SWG3, Glasgow
Backed by a beaming neo-soul band, Noname receives a hero’s welcome for her blend of social commentary and jokey asides

‘Y’all really thought a bitch couldn’t rap, huh?” Noname winks conspiratorially. She’s less than a minute into Self, the first track from her debut album, and Glasgow’s sold-out crowd roars in appreciation. But Noname’s punchlines always hit twice: “Nah, actually this is for me.”

Her evasive moniker has been a symbolic, protective shield for Chicago rapper Fatimah Warner. She self-financed last year’s Room 25 LP with the proceeds from touring her beloved 2016 mixtape Telefone, and both records speak to a slippery sense of identity in an overwhelming, unjust world.

On stage, though, she is radiant and commanding, bouncing in her Converse. Telefone’s Diddy Bop receives an ear-splitting hero’s welcome, as does latest single Song 31 – so much so that she stages an intervention: “Only scream when I’m rapping! When I speak, you listen.”

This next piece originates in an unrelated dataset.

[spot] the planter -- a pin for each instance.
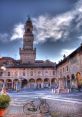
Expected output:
(2, 112)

Her conversational mode is set to fast-forward; words tumble from her mouth as if they’ve been waiting fully formed on the tip of her tongue. She rolls a captive audience through jokey asides and searing social commentary, and finds poetry and politics in the spaces in between. A beaming five-piece band illustrates her world with lush, sweeping neo-soul, and a neon-pink and electric-green Room 25 sign seems to transform SWG3 into the city’s most exclusive members’ club – extreme competition for tickets already bumped up the show from a far smaller venue.